Estamos viviendo épocas criticas con grandes problemas y en algunos casos pocas soluciones a la vista, como la pandemia. Antes ya nos afectaban graves problemas socio-político-económicos en todo el mundo. Estos problemas, como el crecimiento de la pobreza y la desigualdad en amplias regiones del mundo, especialmente los países subdesarrollados o pobres, ahora llamados “de bajos ingresos”. Países en los cuales la subsistencia se volvió casi imposible para amplios sectores de la población, a veces agravados por conflictos armados, que determinaron la migración masiva hacia países donde la prosperidad daba una luz de esperanza. Esto se vio en Europa, pero ocurrió también en América Latina, donde el faro de atracción era y sigue siendo Estados Unidos. En los últimos años, en la región, la rebelión de la población ante situaciones de opresión generó movilizaciones que aún persisten, como la de Colombia.
La pandemia aportó su cuota. En estas crisis surgen falsas opciones en la búsqueda de soluciones, no siempre directamente asociadas, como salud pública o privada. Es cierto que la epidemia puso en tensión el sistema de salud y claramente la salud pública tan olvidada y subvalorada en todo el mundo, pero más en los pobres, donde la mayor parte de la población debe atenderse. Señalo “debe atenderse” porque no puede hacerlo en los privados por el costo ni en los de la seguridad social –en nuestro país las obras sociales– porque no tiene trabajo formal que se lo permita. Allí se origina la falsa opción: no es unos u otros, es cómo se articulan y compensan unos y otros.
En el caso argentino, tenemos un modelo cada vez más segmentado donde los sin cobertura, o sea sin trabajo formal y con bajos ingresos, no pueden pagar un servicio privado ni usar los de obras sociales y deben ir al hospital público, empobrecido e insuficiente. Pero también se segmentan los de obras sociales “pobres”, que cubren muy poco, y los de otras ricas porque se financian con aportes de trabajadores con ingresos altos. El sistema debería estructurarse para eliminar estas barreras en el uso de los servicios sin estatizarlos, pero sí abriendo a compensaciones que eliminen la pobre atención para muchos frente a la abundante para pocos.

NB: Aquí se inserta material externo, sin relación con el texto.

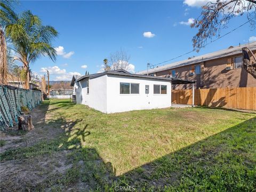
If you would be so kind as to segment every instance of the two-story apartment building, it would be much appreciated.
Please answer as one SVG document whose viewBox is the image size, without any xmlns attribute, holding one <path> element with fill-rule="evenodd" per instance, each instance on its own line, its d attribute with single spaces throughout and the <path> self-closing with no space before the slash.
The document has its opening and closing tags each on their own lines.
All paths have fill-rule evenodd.
<svg viewBox="0 0 256 192">
<path fill-rule="evenodd" d="M 149 75 L 196 81 L 197 89 L 256 87 L 256 79 L 242 67 L 242 48 L 245 46 L 256 54 L 256 42 L 230 46 L 149 69 Z M 252 55 L 250 56 L 253 60 Z M 147 70 L 138 74 L 147 75 Z M 191 85 L 186 84 L 176 85 L 175 89 L 191 87 Z"/>
</svg>

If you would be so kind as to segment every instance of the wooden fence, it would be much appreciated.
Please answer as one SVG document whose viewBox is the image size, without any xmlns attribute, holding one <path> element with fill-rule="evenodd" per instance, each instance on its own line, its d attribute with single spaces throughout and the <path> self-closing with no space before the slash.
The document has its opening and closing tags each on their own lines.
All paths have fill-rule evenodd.
<svg viewBox="0 0 256 192">
<path fill-rule="evenodd" d="M 192 90 L 172 91 L 173 103 L 192 105 Z M 256 87 L 195 90 L 195 105 L 256 110 Z"/>
</svg>

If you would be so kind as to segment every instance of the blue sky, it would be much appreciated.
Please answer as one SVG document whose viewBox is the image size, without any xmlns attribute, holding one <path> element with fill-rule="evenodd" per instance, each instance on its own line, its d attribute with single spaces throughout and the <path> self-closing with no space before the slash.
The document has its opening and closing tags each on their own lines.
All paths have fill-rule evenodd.
<svg viewBox="0 0 256 192">
<path fill-rule="evenodd" d="M 44 25 L 54 27 L 59 33 L 53 42 L 59 48 L 57 61 L 42 58 L 31 63 L 32 70 L 42 75 L 47 68 L 51 80 L 68 80 L 74 73 L 97 73 L 103 59 L 121 48 L 131 56 L 135 72 L 145 70 L 147 62 L 157 63 L 191 51 L 196 29 L 186 24 L 199 15 L 200 3 L 196 0 L 21 1 L 15 9 L 19 12 L 30 10 Z M 232 19 L 222 34 L 246 21 L 245 17 Z M 145 36 L 145 32 L 150 33 Z M 255 36 L 255 30 L 247 25 L 198 53 L 173 61 L 244 44 Z"/>
</svg>

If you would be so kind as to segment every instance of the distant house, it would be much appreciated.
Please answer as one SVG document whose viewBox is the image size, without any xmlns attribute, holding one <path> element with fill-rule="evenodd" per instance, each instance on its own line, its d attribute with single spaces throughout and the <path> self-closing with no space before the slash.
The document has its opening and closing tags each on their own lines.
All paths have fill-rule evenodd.
<svg viewBox="0 0 256 192">
<path fill-rule="evenodd" d="M 255 87 L 256 79 L 242 67 L 242 48 L 245 46 L 249 47 L 254 54 L 256 53 L 256 42 L 230 46 L 149 69 L 149 75 L 196 81 L 198 89 Z M 137 74 L 147 75 L 147 71 Z M 191 85 L 174 87 L 176 89 L 191 89 Z"/>
<path fill-rule="evenodd" d="M 50 94 L 52 96 L 56 95 L 71 95 L 73 90 L 51 90 Z"/>
<path fill-rule="evenodd" d="M 171 107 L 171 85 L 194 83 L 122 69 L 85 75 L 73 79 L 71 86 L 75 82 L 76 103 L 106 113 Z"/>
<path fill-rule="evenodd" d="M 19 81 L 7 81 L 7 84 L 15 86 L 19 88 L 22 88 L 24 89 L 24 85 L 25 82 L 22 82 Z M 29 82 L 29 89 L 34 89 L 36 88 L 38 88 L 39 86 L 37 84 L 32 83 L 31 82 Z"/>
<path fill-rule="evenodd" d="M 72 80 L 71 81 L 70 86 L 73 87 L 73 94 L 76 94 L 76 90 L 78 87 L 78 84 L 77 83 L 77 79 L 82 77 L 82 75 L 73 75 Z"/>
</svg>

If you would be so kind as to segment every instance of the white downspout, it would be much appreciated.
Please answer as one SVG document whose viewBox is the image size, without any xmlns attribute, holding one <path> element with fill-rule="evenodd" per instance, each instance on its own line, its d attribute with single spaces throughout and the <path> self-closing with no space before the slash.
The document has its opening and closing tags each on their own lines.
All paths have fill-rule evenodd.
<svg viewBox="0 0 256 192">
<path fill-rule="evenodd" d="M 192 107 L 195 106 L 195 83 L 192 87 Z"/>
<path fill-rule="evenodd" d="M 172 81 L 171 81 L 171 107 L 172 107 Z"/>
</svg>

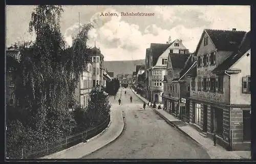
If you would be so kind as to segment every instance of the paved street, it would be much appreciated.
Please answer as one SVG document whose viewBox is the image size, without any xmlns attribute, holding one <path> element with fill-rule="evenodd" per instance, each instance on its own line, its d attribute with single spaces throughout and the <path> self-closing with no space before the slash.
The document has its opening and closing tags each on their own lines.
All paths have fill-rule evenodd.
<svg viewBox="0 0 256 164">
<path fill-rule="evenodd" d="M 130 89 L 120 88 L 116 99 L 110 100 L 117 110 L 124 111 L 124 130 L 113 143 L 82 158 L 210 158 L 197 143 L 167 124 L 154 110 L 149 107 L 143 110 L 142 101 Z"/>
</svg>

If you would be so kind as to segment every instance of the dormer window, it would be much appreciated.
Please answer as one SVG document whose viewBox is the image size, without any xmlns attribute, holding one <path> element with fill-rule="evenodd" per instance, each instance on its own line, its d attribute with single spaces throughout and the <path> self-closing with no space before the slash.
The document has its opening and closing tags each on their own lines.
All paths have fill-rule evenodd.
<svg viewBox="0 0 256 164">
<path fill-rule="evenodd" d="M 167 59 L 162 59 L 162 65 L 167 65 Z"/>
<path fill-rule="evenodd" d="M 208 45 L 208 36 L 204 37 L 204 45 Z"/>
</svg>

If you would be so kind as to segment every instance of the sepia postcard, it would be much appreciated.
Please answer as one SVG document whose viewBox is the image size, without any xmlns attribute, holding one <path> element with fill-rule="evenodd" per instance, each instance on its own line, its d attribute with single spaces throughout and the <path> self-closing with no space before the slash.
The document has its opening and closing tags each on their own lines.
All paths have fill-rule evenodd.
<svg viewBox="0 0 256 164">
<path fill-rule="evenodd" d="M 251 159 L 250 21 L 250 6 L 7 5 L 5 160 Z"/>
</svg>

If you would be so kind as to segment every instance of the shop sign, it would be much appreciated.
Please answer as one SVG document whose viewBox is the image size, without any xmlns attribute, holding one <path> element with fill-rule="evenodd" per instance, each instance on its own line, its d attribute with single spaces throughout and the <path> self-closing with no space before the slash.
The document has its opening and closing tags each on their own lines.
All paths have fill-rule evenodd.
<svg viewBox="0 0 256 164">
<path fill-rule="evenodd" d="M 185 106 L 184 103 L 180 103 L 180 106 Z"/>
<path fill-rule="evenodd" d="M 186 99 L 181 98 L 181 102 L 186 104 Z"/>
</svg>

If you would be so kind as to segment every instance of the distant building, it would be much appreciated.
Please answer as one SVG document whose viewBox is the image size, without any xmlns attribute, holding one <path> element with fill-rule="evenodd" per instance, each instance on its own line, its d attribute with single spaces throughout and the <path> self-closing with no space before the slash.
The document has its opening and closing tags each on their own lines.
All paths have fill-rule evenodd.
<svg viewBox="0 0 256 164">
<path fill-rule="evenodd" d="M 163 85 L 162 81 L 166 74 L 169 53 L 183 54 L 188 50 L 182 43 L 182 40 L 176 39 L 166 44 L 151 43 L 146 51 L 146 88 L 147 98 L 151 102 L 162 103 Z"/>
</svg>

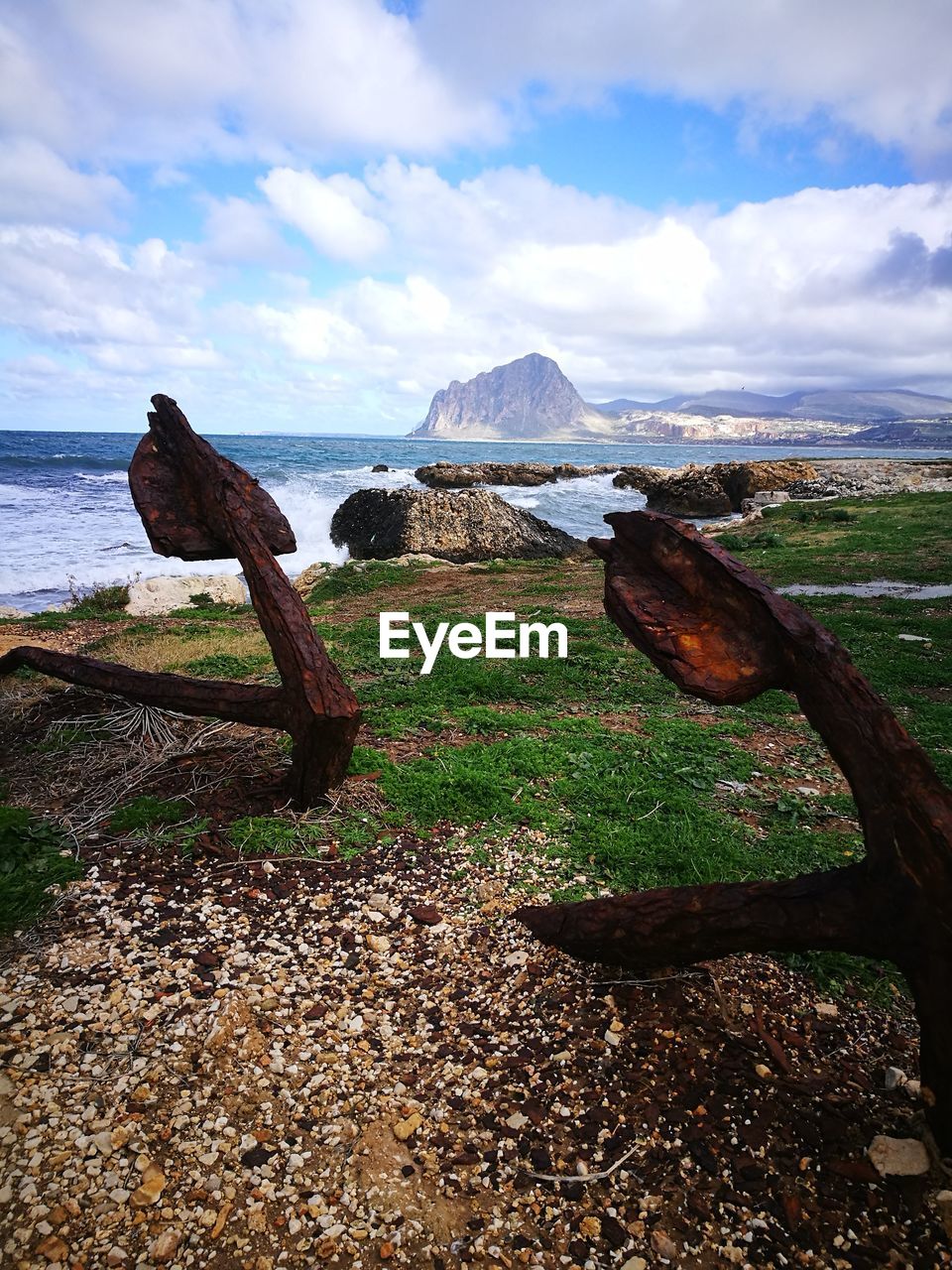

El único intento de cambio que existió y subsiste en una ley dormida es el Seguro Nacional de Salud, que se paralizó. ¿Seremos capaces de retomar ese camino?
Otro ejemplo de estas falsas opciones es el que plantea sexo vs. género. Durante decenios luchamos por entender que era necesaria una concepción más amplia que permitiera superar el binarismo simplificador del sexo, y surgieron los estudios muy fundamentados de la concepción de género. Sin embargo, quienes se oponen a la ampliación de derechos nunca dejaron de oponerse al género y reaparecieron. Lo vimos muy claramente en la discusión de algunas leyes y muy visible en la discusión de la ley de interrupción voluntaria del embarazo (IVE). Pero que continúa y se visualiza en otros aspectos más sutiles. Por ejemplo, en la oposición a la lucha de las personas de la diversidad por el acceso igualitario.
El domingo, en 50/50, Fernández Escudero informa de la ley de cupo laboral travesti trans aprobada, que implica que el Estado nacional debe garantizar el 1% de su planta a personas de este colectivo. Esta ley es de discriminación positiva y busca equilibrar las posibilidades, como lo fue la de hace años para personas con discapacidades. Oponernos a estos y otros programas o menciones en programas que permitan ampliar los derechos a una mayor cantidad de personas es algo que atenta contra la igualdad. No se puede apoyar la Igualdad y oponerse a reconocer o incluir a algunos grupos de población porque tienen una orientación o identidad de género no binaria. Esto es algo que debemos tener muy en cuenta si queremos la igualdad: igualdad implica sociedades más justas y sustentables, sin excluir a nadie.